People who start business partnerships expect their partners to fulfill their contracts. Typically, those running a business together have a fiduciary duty to the organization. They should always prioritize the company’s best interests, even above their own wishes.
Some people do not feel satisfied with their wages or profit-sharing as a business partner. They may seek additional ways to enrich themselves while developing a business, even if those efforts have a negative impact on the company. Partners who discover a pattern of self-dealing may potentially have the right to take legal action to resolve the matter.
How can litigation help?
Self-dealing occurs when someone in a position to make business decisions grants contracts to themselves or to another business in which they have an interest. For example, if they are also a partial owner of their spouse’s office cleaning service, they might hire that company to provide services for the company at an above-market rate.
Any sort of self-dealing that undermines company profit margins for personal benefit could lead to legal action in civil court.

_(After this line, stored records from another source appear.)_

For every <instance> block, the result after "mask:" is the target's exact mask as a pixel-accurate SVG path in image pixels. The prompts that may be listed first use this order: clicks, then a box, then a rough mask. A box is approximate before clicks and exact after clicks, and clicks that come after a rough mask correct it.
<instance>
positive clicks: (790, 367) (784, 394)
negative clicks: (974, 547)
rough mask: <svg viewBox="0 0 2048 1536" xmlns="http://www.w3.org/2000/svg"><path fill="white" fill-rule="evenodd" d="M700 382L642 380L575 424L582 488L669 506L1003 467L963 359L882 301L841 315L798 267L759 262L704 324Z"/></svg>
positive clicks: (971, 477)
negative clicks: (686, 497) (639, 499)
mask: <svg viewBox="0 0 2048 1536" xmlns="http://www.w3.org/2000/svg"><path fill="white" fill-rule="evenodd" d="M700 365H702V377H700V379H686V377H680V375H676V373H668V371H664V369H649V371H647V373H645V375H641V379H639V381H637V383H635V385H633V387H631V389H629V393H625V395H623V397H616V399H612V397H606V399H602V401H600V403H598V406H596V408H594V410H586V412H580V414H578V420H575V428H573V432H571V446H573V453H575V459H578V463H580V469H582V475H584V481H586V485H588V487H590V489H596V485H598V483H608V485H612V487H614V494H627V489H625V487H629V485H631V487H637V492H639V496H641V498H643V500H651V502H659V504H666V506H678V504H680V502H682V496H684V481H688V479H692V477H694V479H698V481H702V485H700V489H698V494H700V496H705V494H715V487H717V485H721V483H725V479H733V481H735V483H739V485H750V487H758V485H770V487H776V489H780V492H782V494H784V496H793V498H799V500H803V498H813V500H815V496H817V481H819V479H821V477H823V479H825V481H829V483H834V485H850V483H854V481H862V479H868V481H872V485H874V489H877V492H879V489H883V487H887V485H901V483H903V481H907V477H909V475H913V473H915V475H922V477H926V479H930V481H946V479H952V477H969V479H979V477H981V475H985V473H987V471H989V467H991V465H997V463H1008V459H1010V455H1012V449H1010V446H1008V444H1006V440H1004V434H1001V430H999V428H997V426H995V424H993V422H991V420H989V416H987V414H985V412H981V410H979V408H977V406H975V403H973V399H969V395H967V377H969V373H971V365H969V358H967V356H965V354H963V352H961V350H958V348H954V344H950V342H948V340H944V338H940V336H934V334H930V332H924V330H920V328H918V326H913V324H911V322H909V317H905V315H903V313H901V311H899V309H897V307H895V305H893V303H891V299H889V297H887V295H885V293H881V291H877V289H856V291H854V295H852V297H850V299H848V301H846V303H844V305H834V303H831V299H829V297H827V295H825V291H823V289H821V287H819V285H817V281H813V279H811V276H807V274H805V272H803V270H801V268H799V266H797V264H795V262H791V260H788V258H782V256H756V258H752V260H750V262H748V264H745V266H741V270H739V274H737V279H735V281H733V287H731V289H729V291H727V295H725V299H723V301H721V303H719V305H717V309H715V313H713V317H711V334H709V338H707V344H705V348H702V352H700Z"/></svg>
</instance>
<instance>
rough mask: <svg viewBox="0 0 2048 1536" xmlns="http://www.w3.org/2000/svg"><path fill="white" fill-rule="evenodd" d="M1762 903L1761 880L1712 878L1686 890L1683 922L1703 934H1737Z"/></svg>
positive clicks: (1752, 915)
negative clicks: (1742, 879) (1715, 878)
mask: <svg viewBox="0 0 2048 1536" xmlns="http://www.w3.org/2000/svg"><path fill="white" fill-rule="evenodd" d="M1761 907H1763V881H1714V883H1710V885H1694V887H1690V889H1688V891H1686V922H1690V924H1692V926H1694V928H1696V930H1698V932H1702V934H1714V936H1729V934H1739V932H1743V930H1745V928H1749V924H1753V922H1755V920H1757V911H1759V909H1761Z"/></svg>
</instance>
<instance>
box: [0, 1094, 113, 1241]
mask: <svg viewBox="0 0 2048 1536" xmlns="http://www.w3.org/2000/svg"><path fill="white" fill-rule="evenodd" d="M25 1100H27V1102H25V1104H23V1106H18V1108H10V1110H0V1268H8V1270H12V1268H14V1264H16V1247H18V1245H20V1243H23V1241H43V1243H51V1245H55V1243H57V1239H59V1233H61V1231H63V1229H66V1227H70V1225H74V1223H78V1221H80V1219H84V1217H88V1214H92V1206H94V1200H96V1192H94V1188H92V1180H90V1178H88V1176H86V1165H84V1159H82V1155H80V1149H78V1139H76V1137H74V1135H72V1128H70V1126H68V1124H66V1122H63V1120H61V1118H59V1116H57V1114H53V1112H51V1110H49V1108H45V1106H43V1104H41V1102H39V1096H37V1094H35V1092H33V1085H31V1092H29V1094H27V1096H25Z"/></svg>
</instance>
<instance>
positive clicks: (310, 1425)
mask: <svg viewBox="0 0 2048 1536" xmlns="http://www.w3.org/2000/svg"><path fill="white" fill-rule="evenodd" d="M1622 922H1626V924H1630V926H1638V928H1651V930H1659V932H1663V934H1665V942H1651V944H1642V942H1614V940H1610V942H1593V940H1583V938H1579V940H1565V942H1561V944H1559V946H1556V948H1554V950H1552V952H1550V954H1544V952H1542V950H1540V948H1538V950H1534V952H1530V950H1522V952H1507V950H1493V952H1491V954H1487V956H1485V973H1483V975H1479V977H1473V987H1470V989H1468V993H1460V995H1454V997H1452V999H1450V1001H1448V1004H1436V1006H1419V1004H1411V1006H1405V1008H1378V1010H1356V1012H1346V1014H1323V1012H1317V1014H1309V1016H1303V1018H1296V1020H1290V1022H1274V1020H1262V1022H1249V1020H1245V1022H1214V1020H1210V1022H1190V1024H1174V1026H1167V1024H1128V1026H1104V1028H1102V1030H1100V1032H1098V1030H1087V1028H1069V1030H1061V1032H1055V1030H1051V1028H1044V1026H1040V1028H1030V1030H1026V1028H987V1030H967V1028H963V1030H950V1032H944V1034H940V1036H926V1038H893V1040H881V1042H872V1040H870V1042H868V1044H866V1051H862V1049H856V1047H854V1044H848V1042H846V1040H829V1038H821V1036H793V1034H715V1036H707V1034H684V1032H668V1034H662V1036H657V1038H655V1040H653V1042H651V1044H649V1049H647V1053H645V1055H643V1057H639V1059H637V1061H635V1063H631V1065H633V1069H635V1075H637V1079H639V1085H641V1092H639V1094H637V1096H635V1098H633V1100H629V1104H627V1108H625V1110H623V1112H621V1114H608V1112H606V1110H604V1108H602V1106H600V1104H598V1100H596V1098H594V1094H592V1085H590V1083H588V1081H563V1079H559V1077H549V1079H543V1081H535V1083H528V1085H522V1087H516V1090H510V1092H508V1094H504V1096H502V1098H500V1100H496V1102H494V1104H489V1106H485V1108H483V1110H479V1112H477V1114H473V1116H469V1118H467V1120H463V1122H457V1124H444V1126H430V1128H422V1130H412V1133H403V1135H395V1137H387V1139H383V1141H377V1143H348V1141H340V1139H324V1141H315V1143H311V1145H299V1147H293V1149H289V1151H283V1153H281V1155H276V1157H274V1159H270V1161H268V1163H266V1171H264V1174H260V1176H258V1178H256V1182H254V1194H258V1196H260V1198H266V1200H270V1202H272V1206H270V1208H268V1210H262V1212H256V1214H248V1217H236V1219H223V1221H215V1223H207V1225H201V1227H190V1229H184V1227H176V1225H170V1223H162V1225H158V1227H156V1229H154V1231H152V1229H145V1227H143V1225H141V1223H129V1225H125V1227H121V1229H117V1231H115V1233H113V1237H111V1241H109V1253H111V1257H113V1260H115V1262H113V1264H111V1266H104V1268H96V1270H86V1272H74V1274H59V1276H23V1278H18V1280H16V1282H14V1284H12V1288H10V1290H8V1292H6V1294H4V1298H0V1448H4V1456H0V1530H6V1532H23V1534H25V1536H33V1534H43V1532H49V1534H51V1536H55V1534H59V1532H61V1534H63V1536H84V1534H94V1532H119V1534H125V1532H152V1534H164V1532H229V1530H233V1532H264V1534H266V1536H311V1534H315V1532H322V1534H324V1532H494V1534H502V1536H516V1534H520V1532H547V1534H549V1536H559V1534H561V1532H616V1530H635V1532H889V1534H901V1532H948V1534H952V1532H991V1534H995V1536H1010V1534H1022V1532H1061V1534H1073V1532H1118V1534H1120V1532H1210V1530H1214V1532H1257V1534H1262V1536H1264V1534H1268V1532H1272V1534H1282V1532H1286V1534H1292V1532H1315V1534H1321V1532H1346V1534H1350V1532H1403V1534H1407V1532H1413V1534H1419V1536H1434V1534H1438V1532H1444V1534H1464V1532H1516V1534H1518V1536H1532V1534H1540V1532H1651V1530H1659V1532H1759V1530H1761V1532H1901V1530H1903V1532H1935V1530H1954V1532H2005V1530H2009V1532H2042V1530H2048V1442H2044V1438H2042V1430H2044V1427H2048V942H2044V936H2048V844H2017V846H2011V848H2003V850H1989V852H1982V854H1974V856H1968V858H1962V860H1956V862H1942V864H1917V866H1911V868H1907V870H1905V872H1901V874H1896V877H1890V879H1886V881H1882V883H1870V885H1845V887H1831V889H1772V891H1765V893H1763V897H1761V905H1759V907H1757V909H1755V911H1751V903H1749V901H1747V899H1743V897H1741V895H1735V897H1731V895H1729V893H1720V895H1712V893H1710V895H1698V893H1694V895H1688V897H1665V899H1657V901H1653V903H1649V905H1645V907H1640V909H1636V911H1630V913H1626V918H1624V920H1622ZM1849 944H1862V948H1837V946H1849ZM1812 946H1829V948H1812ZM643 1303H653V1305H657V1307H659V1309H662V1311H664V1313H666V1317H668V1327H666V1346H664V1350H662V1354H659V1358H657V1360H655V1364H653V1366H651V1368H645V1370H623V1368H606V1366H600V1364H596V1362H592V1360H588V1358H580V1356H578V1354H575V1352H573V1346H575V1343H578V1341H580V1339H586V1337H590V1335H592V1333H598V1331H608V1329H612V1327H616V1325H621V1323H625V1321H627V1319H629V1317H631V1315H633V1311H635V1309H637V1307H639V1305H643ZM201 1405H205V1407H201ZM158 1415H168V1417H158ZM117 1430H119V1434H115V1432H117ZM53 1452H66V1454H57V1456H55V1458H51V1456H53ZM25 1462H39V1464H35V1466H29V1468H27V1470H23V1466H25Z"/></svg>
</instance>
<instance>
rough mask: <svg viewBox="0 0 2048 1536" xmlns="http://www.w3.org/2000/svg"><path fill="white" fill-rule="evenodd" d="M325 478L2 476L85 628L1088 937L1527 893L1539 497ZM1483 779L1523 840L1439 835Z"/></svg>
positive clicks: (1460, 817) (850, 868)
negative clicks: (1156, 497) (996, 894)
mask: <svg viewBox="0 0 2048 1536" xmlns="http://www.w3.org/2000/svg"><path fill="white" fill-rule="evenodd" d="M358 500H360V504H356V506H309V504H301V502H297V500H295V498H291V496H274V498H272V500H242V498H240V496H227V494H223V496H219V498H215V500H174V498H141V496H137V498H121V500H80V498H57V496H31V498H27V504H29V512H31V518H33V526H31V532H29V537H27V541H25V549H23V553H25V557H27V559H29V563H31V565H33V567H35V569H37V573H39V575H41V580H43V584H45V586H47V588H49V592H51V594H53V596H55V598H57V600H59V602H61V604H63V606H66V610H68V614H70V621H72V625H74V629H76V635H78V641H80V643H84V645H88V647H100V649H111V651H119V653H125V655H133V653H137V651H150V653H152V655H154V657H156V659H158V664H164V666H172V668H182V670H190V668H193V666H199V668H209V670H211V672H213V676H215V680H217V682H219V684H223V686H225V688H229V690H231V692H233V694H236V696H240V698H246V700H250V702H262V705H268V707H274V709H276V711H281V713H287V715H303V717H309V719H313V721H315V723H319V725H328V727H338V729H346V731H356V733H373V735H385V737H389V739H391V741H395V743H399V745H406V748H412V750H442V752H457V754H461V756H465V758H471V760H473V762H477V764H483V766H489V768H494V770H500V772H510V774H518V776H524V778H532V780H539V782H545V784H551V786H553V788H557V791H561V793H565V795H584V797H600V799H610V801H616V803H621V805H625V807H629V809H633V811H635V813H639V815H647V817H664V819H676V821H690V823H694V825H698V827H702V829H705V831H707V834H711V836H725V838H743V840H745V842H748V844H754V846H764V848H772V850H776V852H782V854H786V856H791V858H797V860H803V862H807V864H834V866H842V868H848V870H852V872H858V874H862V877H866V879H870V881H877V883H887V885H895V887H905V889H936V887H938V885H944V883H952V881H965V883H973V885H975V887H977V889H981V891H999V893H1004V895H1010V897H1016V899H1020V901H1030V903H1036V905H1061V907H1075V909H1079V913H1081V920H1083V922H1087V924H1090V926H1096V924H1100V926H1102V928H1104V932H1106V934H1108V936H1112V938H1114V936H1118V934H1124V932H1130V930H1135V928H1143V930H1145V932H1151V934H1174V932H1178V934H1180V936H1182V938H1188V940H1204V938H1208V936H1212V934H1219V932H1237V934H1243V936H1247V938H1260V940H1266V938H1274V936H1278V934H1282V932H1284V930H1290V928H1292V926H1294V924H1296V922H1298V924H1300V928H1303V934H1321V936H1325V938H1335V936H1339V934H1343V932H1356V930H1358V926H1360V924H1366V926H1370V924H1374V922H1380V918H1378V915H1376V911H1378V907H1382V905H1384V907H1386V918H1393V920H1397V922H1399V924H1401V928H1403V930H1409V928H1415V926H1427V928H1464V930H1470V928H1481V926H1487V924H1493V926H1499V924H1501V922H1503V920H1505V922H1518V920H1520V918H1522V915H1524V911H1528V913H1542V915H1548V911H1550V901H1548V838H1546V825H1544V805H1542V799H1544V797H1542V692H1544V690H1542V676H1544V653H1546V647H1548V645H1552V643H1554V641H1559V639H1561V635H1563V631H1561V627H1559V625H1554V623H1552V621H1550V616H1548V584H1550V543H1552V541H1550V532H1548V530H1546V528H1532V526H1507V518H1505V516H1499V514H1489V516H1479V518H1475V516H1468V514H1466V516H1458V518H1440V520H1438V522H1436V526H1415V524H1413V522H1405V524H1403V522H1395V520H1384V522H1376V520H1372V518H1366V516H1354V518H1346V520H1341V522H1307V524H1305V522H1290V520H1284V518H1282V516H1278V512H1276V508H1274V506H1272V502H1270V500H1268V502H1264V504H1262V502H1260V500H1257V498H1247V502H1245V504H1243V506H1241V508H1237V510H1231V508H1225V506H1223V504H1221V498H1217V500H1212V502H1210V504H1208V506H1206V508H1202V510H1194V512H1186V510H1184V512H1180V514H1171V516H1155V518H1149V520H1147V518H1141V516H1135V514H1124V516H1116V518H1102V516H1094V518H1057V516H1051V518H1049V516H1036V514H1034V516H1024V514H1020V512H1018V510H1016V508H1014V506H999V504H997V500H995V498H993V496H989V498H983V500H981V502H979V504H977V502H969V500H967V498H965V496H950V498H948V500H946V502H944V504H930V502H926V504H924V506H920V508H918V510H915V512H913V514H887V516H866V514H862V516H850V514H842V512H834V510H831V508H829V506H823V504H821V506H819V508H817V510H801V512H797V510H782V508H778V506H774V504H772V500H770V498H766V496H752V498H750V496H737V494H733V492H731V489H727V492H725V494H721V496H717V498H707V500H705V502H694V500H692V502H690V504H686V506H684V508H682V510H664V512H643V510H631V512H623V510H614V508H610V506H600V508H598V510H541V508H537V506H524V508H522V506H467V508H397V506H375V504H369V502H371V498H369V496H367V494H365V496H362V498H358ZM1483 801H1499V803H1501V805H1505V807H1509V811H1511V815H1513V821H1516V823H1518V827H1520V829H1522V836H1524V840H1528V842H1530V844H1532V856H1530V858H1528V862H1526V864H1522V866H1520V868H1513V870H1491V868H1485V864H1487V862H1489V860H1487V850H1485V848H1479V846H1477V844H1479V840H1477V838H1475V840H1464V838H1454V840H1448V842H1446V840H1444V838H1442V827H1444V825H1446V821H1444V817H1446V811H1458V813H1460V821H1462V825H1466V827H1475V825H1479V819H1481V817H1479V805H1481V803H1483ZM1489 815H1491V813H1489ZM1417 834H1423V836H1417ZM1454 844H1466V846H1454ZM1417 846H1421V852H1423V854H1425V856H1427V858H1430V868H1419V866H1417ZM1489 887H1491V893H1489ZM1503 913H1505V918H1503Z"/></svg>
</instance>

Provided that there is adequate evidence of self-dealing or similar forms of financial misconduct, a judge could award damages to the partner who has not subverted the company’s best interests for personal profit.
Litigation could also result in a termination of the partnership agreement or a buyout arrangement between the partners. In some cases, simply initiating the lawsuit could be enough to inspire a partner to sit down and negotiate a settlement outside of court.
Frustrated business owners who have uncovered financial misconduct may need assistance as they evaluate their options, and that’s okay. Pursuing a business lawsuit can be an appropriate response after the discovery of a partner’s self-dealing.